Alternative assets have become one of the business segments that investment firms are promoting the most. The change in regulations on SICAVs, the vehicles that millionaires traditionally used to channel their assets and optimize their tax bill, led numerous investors to look for formulas that would provide them with the same effect.
But the constitution and management of a variable capital investment company is not the same as the structuring of a venture capital company and the portfolio of underlying assets it has, due to the legal and tax implications that its joint requirements may entail. And in this sense, Creand is clear: Poorly structured alternative vehicles have been launched that in a few years will cause problems. Problems that are going to come in the form of massive inspections, both by the CNMV and by the Tax Agency, warns Luis Bilbao, general director of Creand Asset Management.
These alternative vehicles to which the Andorran bank refers are venture capital companies (SCR) belonging to a family group, which in many cases are not aware not only of the cost necessary to maintain said company but of the most appropriate legal structure. to fit together all the pieces of business and family heritage.
“The disappearance of SICAVs has pushed families to set up SCRs thinking about tax credits. But they spend 90% of the time talking to the team of tax advisors and only then talk to the investment team and this can lead to problems in the future due to the illiquidity of these vehicles and the time frames with which they operate,” says Sergio Muñoz, head of alternative assets at Creand AM.
The expert emphasizes that Investors make the mistake of equating the format of a venture capital company with that of a traditional vehicle or a SICAV.and compare the cost in the same way, which can lead to making mistakes when structuring the alternative vehicle in an attempt to reduce commissions.
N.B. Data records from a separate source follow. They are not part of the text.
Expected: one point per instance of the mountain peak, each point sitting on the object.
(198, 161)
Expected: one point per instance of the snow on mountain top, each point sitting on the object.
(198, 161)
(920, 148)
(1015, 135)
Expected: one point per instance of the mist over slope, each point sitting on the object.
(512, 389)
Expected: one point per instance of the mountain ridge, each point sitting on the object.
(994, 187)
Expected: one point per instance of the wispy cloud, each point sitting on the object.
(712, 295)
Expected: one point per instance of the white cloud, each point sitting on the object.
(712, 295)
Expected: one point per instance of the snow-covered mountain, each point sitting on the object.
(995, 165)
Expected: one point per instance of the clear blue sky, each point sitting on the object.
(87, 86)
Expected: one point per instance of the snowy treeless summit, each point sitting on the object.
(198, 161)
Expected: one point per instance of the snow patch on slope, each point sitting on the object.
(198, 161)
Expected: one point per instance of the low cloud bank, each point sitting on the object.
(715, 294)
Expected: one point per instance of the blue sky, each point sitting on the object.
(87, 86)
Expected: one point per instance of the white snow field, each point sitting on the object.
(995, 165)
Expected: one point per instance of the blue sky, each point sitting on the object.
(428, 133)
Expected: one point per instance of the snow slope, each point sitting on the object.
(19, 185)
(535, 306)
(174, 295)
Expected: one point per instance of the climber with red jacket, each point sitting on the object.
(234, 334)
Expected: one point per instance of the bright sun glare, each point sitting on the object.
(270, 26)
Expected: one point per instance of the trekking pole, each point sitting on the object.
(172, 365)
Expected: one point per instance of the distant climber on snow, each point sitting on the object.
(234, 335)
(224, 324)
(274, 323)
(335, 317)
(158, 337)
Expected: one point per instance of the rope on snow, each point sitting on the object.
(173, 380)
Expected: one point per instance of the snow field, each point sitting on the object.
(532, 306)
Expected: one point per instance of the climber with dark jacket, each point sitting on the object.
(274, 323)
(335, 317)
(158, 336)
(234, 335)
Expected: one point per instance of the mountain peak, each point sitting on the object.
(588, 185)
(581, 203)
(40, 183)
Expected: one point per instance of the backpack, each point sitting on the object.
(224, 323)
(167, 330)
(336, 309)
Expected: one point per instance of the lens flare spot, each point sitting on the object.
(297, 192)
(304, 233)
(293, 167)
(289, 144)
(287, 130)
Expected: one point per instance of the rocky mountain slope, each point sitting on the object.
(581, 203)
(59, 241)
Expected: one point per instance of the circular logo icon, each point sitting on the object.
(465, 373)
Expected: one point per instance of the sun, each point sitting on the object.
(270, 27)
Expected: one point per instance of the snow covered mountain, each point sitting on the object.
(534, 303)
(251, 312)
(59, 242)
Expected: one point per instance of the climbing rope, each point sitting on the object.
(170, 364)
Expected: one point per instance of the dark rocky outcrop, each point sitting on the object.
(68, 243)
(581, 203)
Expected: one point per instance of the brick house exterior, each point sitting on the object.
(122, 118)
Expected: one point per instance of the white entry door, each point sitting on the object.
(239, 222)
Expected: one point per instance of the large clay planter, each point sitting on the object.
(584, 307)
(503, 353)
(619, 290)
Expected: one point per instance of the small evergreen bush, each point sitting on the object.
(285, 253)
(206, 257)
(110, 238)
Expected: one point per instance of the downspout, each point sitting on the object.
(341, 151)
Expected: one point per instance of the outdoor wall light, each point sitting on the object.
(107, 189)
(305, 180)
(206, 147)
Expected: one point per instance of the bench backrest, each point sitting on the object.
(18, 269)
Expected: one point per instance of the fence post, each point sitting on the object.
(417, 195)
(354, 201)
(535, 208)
If in a SICAV the average cost was 0.30%, in an SCR that percentage can be doubled at least, depending on the complexity.
But it’s not just the cost. Depending on the shell adopted by said company or the underlying assets it has, the tax implications may be different, depending on whether the Treasury considers that the SCR complies with the regulations to be considered as such or whether certain requirements have not been met. , in something as basic, for example, as the amount contributed for its constitution. And it will not be the same whether the company has a sole administrator or a board of directors, if it is self-managed or delegates management to third parties, if it has participations in direct investments or if it collects dividends from a company registered in Luxembourg.
“It is necessary to have advice because what may suit a client from a tax point of view may not be so from the point of view of investments and the cost of the vehicle structure,” insists Muñoz.